Life coach and author Tiffany Knox says grief is different for everyone. “Grief has shown up in different areas in my life … I would say for me, it’s the memory of the loved one, the memory of lost love that you once had.”
Managing grief is an ongoing process, Knox says. “You could be doing well one day and then the next year you just have an explosion of emotions that overwhelm you. It can be triggered by a COVID loss, it can be triggered by someone close to you that loses someone you know.”
The death toll from COVID-19 has soared past 1 million, and that has resulted in grief showing up as anger, annoyance as aggression. Knox says this is caused by a fear of the unknown. Grief doesn’t have to be physical loss; it can be the loss of connection, such as not being able to see family members in nursing homes or having to wave to grandparents from a window.

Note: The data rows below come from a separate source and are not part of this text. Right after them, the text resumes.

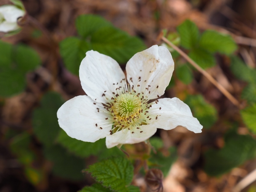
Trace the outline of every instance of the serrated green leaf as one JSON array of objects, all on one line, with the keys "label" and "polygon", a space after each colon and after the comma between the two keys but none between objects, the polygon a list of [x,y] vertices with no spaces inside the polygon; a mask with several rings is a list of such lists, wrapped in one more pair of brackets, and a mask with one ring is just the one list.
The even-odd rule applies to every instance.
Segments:
[{"label": "serrated green leaf", "polygon": [[64,39],[60,44],[60,51],[67,68],[77,75],[80,63],[88,51],[98,51],[122,64],[146,48],[139,38],[116,28],[99,16],[80,16],[76,24],[82,37]]},{"label": "serrated green leaf", "polygon": [[247,100],[249,103],[256,102],[256,83],[249,83],[244,87],[241,95],[241,98]]},{"label": "serrated green leaf", "polygon": [[112,192],[109,189],[105,188],[100,183],[95,183],[92,186],[85,187],[78,192]]},{"label": "serrated green leaf", "polygon": [[184,102],[190,108],[193,115],[204,128],[209,129],[218,119],[216,109],[207,103],[201,95],[188,95]]},{"label": "serrated green leaf", "polygon": [[110,22],[95,15],[82,15],[76,20],[76,27],[77,32],[84,38],[91,35],[101,28],[112,25]]},{"label": "serrated green leaf", "polygon": [[81,61],[85,53],[92,49],[90,45],[84,40],[75,37],[68,37],[60,44],[60,54],[66,67],[73,74],[78,76]]},{"label": "serrated green leaf", "polygon": [[70,137],[62,130],[60,132],[56,141],[69,151],[82,157],[97,155],[103,149],[107,150],[104,139],[94,143],[85,142]]},{"label": "serrated green leaf", "polygon": [[101,28],[92,35],[92,49],[124,63],[135,53],[146,49],[142,41],[112,27]]},{"label": "serrated green leaf", "polygon": [[213,55],[201,49],[197,48],[192,50],[189,52],[188,56],[203,69],[212,67],[216,64]]},{"label": "serrated green leaf", "polygon": [[84,160],[73,156],[60,146],[52,146],[44,149],[46,158],[53,164],[52,172],[59,177],[73,180],[84,178],[82,171],[85,166]]},{"label": "serrated green leaf", "polygon": [[133,167],[127,159],[113,157],[91,165],[87,170],[95,180],[115,191],[128,192],[126,186],[132,182]]},{"label": "serrated green leaf", "polygon": [[256,84],[256,70],[249,68],[238,57],[232,56],[230,58],[230,69],[236,77],[248,83]]},{"label": "serrated green leaf", "polygon": [[0,41],[0,97],[8,97],[22,91],[26,74],[41,62],[36,52],[22,45],[13,46]]},{"label": "serrated green leaf", "polygon": [[187,65],[176,65],[175,71],[178,79],[185,84],[188,84],[193,81],[193,74]]},{"label": "serrated green leaf", "polygon": [[124,155],[117,148],[107,148],[105,139],[100,139],[94,143],[85,142],[71,138],[62,130],[60,132],[56,141],[70,152],[82,157],[95,155],[100,160],[112,156]]},{"label": "serrated green leaf", "polygon": [[200,34],[198,28],[191,21],[186,20],[177,28],[180,37],[180,44],[187,49],[195,47],[199,40]]},{"label": "serrated green leaf", "polygon": [[247,127],[256,133],[256,103],[241,110],[240,113]]},{"label": "serrated green leaf", "polygon": [[253,158],[255,152],[256,141],[251,136],[233,134],[227,137],[223,148],[205,152],[204,169],[209,175],[219,176]]},{"label": "serrated green leaf", "polygon": [[237,48],[231,36],[211,30],[207,30],[202,34],[199,44],[200,47],[211,52],[218,52],[227,55],[232,53]]},{"label": "serrated green leaf", "polygon": [[[153,144],[154,144],[154,143]],[[151,156],[148,159],[150,164],[149,168],[160,169],[163,172],[164,175],[166,176],[169,172],[172,165],[178,158],[177,149],[174,147],[169,148],[168,149],[169,154],[167,156],[164,155],[160,151],[160,148],[156,150],[156,154],[153,151],[151,151]]]},{"label": "serrated green leaf", "polygon": [[52,145],[60,130],[57,118],[57,111],[64,103],[60,95],[55,92],[45,94],[40,106],[33,112],[32,123],[34,132],[45,146]]}]

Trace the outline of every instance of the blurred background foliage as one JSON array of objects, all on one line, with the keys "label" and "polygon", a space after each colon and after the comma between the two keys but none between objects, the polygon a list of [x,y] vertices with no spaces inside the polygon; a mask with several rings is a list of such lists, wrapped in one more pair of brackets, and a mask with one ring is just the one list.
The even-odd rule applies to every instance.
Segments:
[{"label": "blurred background foliage", "polygon": [[[22,2],[28,15],[21,30],[0,33],[0,192],[150,191],[145,166],[162,172],[165,191],[229,192],[255,169],[254,1]],[[159,34],[222,84],[239,107]],[[125,70],[134,54],[155,44],[166,47],[175,64],[161,97],[188,105],[202,133],[158,130],[150,147],[143,143],[120,150],[107,149],[105,139],[71,138],[59,127],[58,108],[85,94],[78,76],[87,51],[108,55]],[[255,183],[247,185],[243,191],[255,191]]]}]

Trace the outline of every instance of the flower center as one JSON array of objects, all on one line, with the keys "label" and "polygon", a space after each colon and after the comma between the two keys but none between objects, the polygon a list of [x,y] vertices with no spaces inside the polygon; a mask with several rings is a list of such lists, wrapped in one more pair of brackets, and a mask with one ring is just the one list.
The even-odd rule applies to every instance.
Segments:
[{"label": "flower center", "polygon": [[112,108],[114,114],[126,118],[139,114],[140,110],[140,100],[131,93],[121,94],[116,98]]}]

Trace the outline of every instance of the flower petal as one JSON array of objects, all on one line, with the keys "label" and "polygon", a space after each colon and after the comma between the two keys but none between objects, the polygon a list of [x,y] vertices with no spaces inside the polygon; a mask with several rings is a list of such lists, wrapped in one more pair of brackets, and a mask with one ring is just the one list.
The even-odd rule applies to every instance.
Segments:
[{"label": "flower petal", "polygon": [[174,62],[170,52],[164,47],[156,45],[135,54],[126,66],[130,84],[134,85],[136,91],[143,92],[149,99],[164,94],[174,69]]},{"label": "flower petal", "polygon": [[86,53],[80,66],[79,76],[86,94],[93,100],[96,99],[97,102],[103,103],[108,103],[108,99],[113,96],[112,92],[116,94],[116,88],[124,87],[125,83],[122,81],[125,76],[117,62],[108,56],[93,51]]},{"label": "flower petal", "polygon": [[203,126],[193,117],[189,107],[183,102],[176,97],[158,100],[157,104],[152,106],[148,114],[151,116],[157,117],[156,119],[152,118],[151,124],[165,130],[180,125],[196,133],[202,132]]},{"label": "flower petal", "polygon": [[17,19],[22,17],[25,12],[15,5],[6,5],[0,7],[0,13],[4,16],[5,20],[8,22],[16,23]]},{"label": "flower petal", "polygon": [[[119,144],[133,144],[146,140],[156,132],[156,127],[151,124],[140,126],[140,129],[133,128],[129,130],[126,128],[122,131],[108,135],[106,137],[106,145],[108,148],[116,146]],[[132,133],[132,132],[134,132]]]},{"label": "flower petal", "polygon": [[[94,142],[109,134],[112,122],[105,118],[111,118],[111,115],[101,111],[101,104],[94,105],[93,102],[88,96],[78,96],[66,102],[59,109],[57,116],[60,126],[70,137]],[[100,125],[105,123],[101,129]]]},{"label": "flower petal", "polygon": [[7,33],[18,29],[20,27],[16,22],[9,22],[4,21],[0,23],[0,31]]}]

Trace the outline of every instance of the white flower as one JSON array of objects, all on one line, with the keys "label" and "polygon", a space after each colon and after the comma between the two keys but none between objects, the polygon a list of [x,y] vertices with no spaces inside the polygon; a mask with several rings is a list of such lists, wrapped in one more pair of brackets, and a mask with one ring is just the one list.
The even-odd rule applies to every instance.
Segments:
[{"label": "white flower", "polygon": [[24,11],[12,5],[4,5],[0,6],[0,31],[7,33],[20,28],[17,20],[23,17]]},{"label": "white flower", "polygon": [[181,125],[201,132],[203,126],[178,99],[149,102],[164,94],[174,69],[171,53],[162,46],[153,46],[132,57],[126,65],[127,79],[114,59],[87,52],[79,75],[88,96],[74,97],[60,108],[60,126],[71,137],[84,141],[106,137],[108,148],[145,141],[157,128]]}]

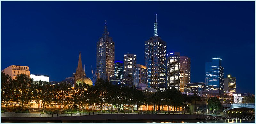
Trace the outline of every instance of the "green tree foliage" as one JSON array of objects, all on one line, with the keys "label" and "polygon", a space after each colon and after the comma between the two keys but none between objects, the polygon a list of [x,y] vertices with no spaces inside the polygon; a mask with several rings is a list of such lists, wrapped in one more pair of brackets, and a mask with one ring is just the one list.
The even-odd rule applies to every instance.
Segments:
[{"label": "green tree foliage", "polygon": [[252,96],[245,96],[244,98],[244,103],[254,103],[255,97]]},{"label": "green tree foliage", "polygon": [[16,79],[12,81],[12,98],[22,111],[33,98],[33,79],[27,75],[21,74],[17,75]]},{"label": "green tree foliage", "polygon": [[122,84],[111,87],[111,102],[117,108],[118,112],[119,112],[119,108],[125,102],[126,94],[124,92],[124,86]]},{"label": "green tree foliage", "polygon": [[183,98],[184,98],[184,103],[185,104],[191,103],[190,97],[188,96],[187,93],[183,94]]},{"label": "green tree foliage", "polygon": [[101,78],[99,78],[96,81],[95,85],[92,86],[91,92],[92,100],[96,106],[100,109],[101,112],[107,104],[110,102],[111,85],[108,80],[104,81]]},{"label": "green tree foliage", "polygon": [[178,107],[181,106],[184,101],[184,99],[181,92],[174,87],[168,88],[165,91],[167,105],[171,106],[172,113],[172,108],[176,107],[177,111]]},{"label": "green tree foliage", "polygon": [[9,74],[1,73],[1,106],[12,99],[12,80]]},{"label": "green tree foliage", "polygon": [[143,91],[143,93],[145,97],[144,99],[144,104],[146,106],[145,112],[147,112],[147,109],[148,106],[150,105],[152,105],[153,103],[154,93],[150,92],[148,90],[145,90]]},{"label": "green tree foliage", "polygon": [[210,110],[213,110],[212,113],[214,113],[215,110],[220,110],[221,108],[221,103],[220,100],[217,98],[217,97],[212,97],[209,98],[208,100],[208,108]]},{"label": "green tree foliage", "polygon": [[[72,101],[73,104],[77,104],[81,105],[82,108],[82,112],[84,112],[84,109],[86,105],[89,103],[90,95],[88,91],[88,89],[90,88],[90,86],[88,84],[83,83],[83,84],[79,84],[75,89],[72,90],[71,97]],[[76,107],[75,106],[73,107],[76,109]]]},{"label": "green tree foliage", "polygon": [[64,108],[70,103],[71,85],[65,82],[62,82],[59,86],[55,85],[54,89],[54,101],[60,105],[62,113]]},{"label": "green tree foliage", "polygon": [[194,101],[195,103],[195,112],[196,112],[196,101],[201,100],[201,97],[200,97],[200,96],[199,96],[198,92],[195,91],[193,93],[193,95],[191,96],[190,98],[191,99],[191,101]]},{"label": "green tree foliage", "polygon": [[34,94],[35,98],[38,100],[43,109],[49,105],[54,97],[53,95],[53,86],[49,82],[40,81],[34,82]]}]

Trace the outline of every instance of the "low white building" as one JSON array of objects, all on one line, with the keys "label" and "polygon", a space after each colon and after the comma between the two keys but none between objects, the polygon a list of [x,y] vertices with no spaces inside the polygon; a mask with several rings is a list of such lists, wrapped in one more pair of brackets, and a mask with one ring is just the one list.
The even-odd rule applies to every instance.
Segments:
[{"label": "low white building", "polygon": [[47,82],[49,82],[49,76],[48,76],[30,74],[30,78],[33,78],[34,81],[36,80],[38,81],[46,81]]}]

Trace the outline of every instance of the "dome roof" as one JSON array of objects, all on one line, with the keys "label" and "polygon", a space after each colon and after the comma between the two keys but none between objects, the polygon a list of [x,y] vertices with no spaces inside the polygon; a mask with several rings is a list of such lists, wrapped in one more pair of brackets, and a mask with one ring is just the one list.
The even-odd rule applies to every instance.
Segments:
[{"label": "dome roof", "polygon": [[81,84],[83,84],[84,83],[85,83],[90,86],[92,85],[92,81],[90,78],[86,77],[86,76],[84,76],[79,78],[76,81],[76,83],[77,84],[80,83]]}]

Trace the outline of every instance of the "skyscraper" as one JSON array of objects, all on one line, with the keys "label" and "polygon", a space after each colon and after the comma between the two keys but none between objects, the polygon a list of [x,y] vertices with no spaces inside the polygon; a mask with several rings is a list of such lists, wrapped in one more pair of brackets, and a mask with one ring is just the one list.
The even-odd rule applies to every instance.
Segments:
[{"label": "skyscraper", "polygon": [[146,86],[146,67],[145,66],[136,64],[133,75],[133,85],[135,86]]},{"label": "skyscraper", "polygon": [[115,61],[115,77],[117,82],[121,82],[124,78],[124,69],[123,61]]},{"label": "skyscraper", "polygon": [[221,60],[220,58],[212,58],[212,62],[205,63],[205,83],[208,89],[224,89],[224,68]]},{"label": "skyscraper", "polygon": [[136,55],[128,52],[124,55],[124,76],[133,78],[133,73],[136,67]]},{"label": "skyscraper", "polygon": [[180,91],[184,92],[184,86],[190,82],[190,58],[180,57]]},{"label": "skyscraper", "polygon": [[236,78],[232,77],[230,74],[227,75],[227,78],[224,79],[224,90],[228,90],[231,93],[236,92]]},{"label": "skyscraper", "polygon": [[115,43],[109,36],[105,22],[104,33],[99,38],[97,44],[96,72],[100,78],[114,81]]},{"label": "skyscraper", "polygon": [[155,19],[154,36],[145,41],[147,86],[157,90],[164,90],[166,89],[166,44],[158,36],[157,28],[157,19]]},{"label": "skyscraper", "polygon": [[175,87],[180,90],[180,53],[170,52],[167,56],[167,87]]}]

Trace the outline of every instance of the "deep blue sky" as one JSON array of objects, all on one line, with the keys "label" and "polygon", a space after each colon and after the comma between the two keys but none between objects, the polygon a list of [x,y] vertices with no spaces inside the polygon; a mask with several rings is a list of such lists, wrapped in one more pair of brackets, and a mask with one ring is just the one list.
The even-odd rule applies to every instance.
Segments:
[{"label": "deep blue sky", "polygon": [[87,76],[105,20],[115,60],[129,52],[144,65],[144,42],[158,34],[167,52],[191,58],[191,81],[205,82],[205,63],[222,60],[237,91],[254,93],[254,2],[1,1],[1,70],[27,66],[50,81],[71,76],[79,51]]}]

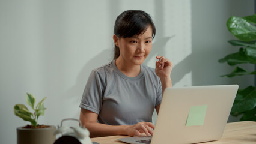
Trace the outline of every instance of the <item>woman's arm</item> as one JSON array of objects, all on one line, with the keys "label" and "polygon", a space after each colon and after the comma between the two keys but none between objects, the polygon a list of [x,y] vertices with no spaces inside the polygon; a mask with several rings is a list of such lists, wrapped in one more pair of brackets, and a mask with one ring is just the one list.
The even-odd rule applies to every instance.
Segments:
[{"label": "woman's arm", "polygon": [[90,137],[109,136],[114,135],[139,135],[145,133],[146,135],[153,135],[154,125],[151,122],[139,122],[133,125],[109,125],[97,122],[98,115],[90,110],[81,109],[80,121],[90,131]]},{"label": "woman's arm", "polygon": [[[163,95],[165,89],[168,87],[172,87],[171,73],[173,64],[169,59],[162,56],[157,56],[156,58],[159,59],[158,61],[156,61],[156,73],[161,80],[162,91]],[[160,105],[156,107],[157,113]]]}]

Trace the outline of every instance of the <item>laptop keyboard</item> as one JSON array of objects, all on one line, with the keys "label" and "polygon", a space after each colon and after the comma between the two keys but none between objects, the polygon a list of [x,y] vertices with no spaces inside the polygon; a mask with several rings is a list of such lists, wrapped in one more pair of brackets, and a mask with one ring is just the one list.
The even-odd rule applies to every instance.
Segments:
[{"label": "laptop keyboard", "polygon": [[136,141],[136,142],[141,143],[146,143],[146,144],[150,144],[151,139],[148,140],[141,140]]}]

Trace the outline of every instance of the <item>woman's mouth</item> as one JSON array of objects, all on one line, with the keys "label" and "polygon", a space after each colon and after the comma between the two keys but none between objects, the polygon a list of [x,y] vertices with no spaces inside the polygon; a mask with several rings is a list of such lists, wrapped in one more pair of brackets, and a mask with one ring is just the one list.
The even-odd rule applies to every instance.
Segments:
[{"label": "woman's mouth", "polygon": [[136,59],[141,59],[143,57],[143,56],[133,56]]}]

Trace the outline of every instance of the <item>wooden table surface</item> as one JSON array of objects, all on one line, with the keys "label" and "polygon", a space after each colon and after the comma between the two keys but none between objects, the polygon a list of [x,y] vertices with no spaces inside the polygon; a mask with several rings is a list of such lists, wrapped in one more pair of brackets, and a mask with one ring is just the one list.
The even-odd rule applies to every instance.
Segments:
[{"label": "wooden table surface", "polygon": [[[92,142],[100,144],[126,143],[117,140],[119,138],[128,137],[126,136],[114,136],[92,138]],[[217,141],[200,143],[200,144],[233,143],[256,144],[256,122],[242,121],[227,123],[222,137]]]}]

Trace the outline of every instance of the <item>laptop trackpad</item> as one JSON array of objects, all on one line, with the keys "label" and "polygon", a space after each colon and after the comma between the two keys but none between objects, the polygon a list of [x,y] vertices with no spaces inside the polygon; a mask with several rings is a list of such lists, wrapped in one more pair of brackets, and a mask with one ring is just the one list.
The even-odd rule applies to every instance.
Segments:
[{"label": "laptop trackpad", "polygon": [[128,143],[150,143],[152,136],[136,136],[118,139],[118,140]]}]

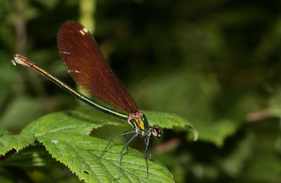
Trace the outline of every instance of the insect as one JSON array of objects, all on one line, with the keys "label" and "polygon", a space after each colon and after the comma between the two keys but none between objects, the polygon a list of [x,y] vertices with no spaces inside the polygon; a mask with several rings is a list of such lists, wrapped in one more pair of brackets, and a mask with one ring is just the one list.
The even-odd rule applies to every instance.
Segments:
[{"label": "insect", "polygon": [[74,21],[67,21],[59,30],[57,41],[60,55],[68,72],[95,100],[74,90],[22,56],[14,55],[11,60],[13,64],[15,66],[20,64],[35,70],[79,100],[131,125],[133,130],[112,137],[100,157],[103,156],[114,139],[133,134],[119,152],[119,175],[117,178],[119,179],[123,151],[138,136],[142,136],[145,144],[144,154],[148,177],[150,137],[151,135],[161,137],[162,128],[157,125],[149,125],[145,115],[139,111],[133,98],[113,73],[98,44],[86,28]]}]

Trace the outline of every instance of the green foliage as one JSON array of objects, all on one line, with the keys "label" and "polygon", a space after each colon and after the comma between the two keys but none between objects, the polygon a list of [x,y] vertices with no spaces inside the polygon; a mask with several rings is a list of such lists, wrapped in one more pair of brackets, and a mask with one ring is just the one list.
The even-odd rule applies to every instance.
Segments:
[{"label": "green foliage", "polygon": [[[152,121],[158,122],[164,128],[192,127],[185,120],[174,114],[148,113]],[[109,151],[100,158],[108,141],[89,135],[93,128],[105,125],[123,125],[124,123],[114,121],[112,117],[94,110],[49,114],[30,123],[19,135],[13,135],[2,130],[0,153],[4,155],[13,149],[18,151],[36,140],[43,144],[53,158],[66,165],[79,179],[86,182],[111,182],[114,178],[118,177],[119,152],[122,146],[110,146]],[[171,122],[174,123],[169,125]],[[18,160],[13,160],[13,165],[22,162],[20,158]],[[4,164],[11,165],[11,163],[6,161],[8,161],[8,158],[4,161]],[[150,170],[147,178],[143,155],[130,149],[122,158],[120,182],[173,182],[171,173],[160,163],[150,160],[148,165]]]}]

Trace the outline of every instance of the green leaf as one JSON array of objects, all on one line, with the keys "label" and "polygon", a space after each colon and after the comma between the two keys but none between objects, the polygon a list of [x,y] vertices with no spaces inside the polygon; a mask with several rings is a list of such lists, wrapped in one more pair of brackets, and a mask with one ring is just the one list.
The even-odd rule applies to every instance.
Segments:
[{"label": "green leaf", "polygon": [[32,144],[34,139],[32,135],[14,135],[6,130],[0,129],[0,155],[5,155],[13,149],[18,151]]},{"label": "green leaf", "polygon": [[[47,115],[30,124],[21,134],[33,134],[52,157],[65,165],[80,179],[86,182],[111,182],[118,177],[119,153],[123,146],[112,143],[108,152],[100,158],[99,156],[108,141],[89,134],[93,128],[104,125],[126,123],[116,122],[116,119],[108,115],[92,111],[95,110]],[[168,169],[156,160],[149,160],[147,177],[143,154],[136,150],[129,149],[122,162],[120,182],[174,182]]]},{"label": "green leaf", "polygon": [[163,112],[145,111],[150,125],[159,125],[163,128],[173,129],[175,127],[188,128],[193,132],[194,141],[198,138],[196,129],[185,119],[174,114]]}]

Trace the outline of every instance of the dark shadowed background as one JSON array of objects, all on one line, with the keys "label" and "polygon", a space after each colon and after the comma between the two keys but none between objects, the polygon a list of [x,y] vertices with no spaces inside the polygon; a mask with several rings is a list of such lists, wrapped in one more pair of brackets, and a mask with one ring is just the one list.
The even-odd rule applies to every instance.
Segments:
[{"label": "dark shadowed background", "polygon": [[[56,46],[61,24],[74,20],[93,33],[140,108],[176,113],[198,130],[196,142],[177,129],[152,141],[153,158],[176,182],[280,182],[280,1],[1,1],[0,128],[18,133],[44,114],[89,108],[11,63],[22,54],[77,88]],[[19,176],[48,174],[77,181],[50,168]]]}]

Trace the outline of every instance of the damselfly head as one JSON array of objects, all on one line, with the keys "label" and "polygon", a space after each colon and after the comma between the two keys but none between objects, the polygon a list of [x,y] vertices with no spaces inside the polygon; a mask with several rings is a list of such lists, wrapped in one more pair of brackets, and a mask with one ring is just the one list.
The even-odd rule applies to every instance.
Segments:
[{"label": "damselfly head", "polygon": [[158,139],[160,138],[163,134],[162,128],[158,125],[154,125],[150,128],[150,132],[154,137],[156,137]]}]

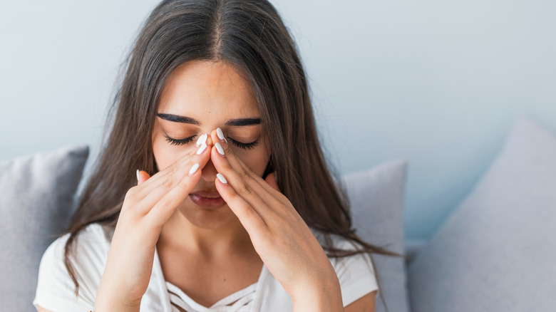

“There is no time limit to grieving. There is a time limit to living life, though, I’d say to getting back on the bandwagon and trying to enjoy some of this life that you have lacked. —Tiffany Knox
“That’s grief, that disconnection of love that you once had,” Knox says. “And people take that anger that they have. They use it when something happens, for instance … when we had the Black Lives Matter [protests]. They took it out in anger that was like grief, the grief that they’ve experienced from having that connection, to be able to connect with people, and to be able to socialize, and everything, the grief of the loss of that.”
Knox says in order to make it through grief, people need to “disconnect to reconnect.” That means sometimes people need to disconnect themselves, for example getting off social media.
“Sometimes you have to do that, and get along quietly to yourself, and reflect, and then come back, because grief takes a lot out of you. … And then once you disconnect yourself, you can reflect, you can come back and you can create you could put out back into the world, you can take the passions or whatever that loved one that left you the memories and all of that good stuff. You can take that as a force and a passion push that to push you forth to create something that wasn’t out there in the world.”
Knox says there are three steps people can take when grieving. First is to acknowledge the right to grieve.
“You have the right to grieve, and acknowledge how you’re feeling,” she says. Next is to internalize it, but that doesn’t mean bury it.
“[It means] to reflect on the great memories that you’ve had of that person, reflect on how you’re feeling deep down inside. Ask yourself, ‘How did that person that affect me?’”
Finally, Knox suggests releasing that feeling and accepting it.
“There is no time limit to grieving,” Knox says. “There is a time limit to living life, though, I’d say to getting back on the bandwagon and trying to enjoy some of this life that you have lacked. There is a time limit to that.”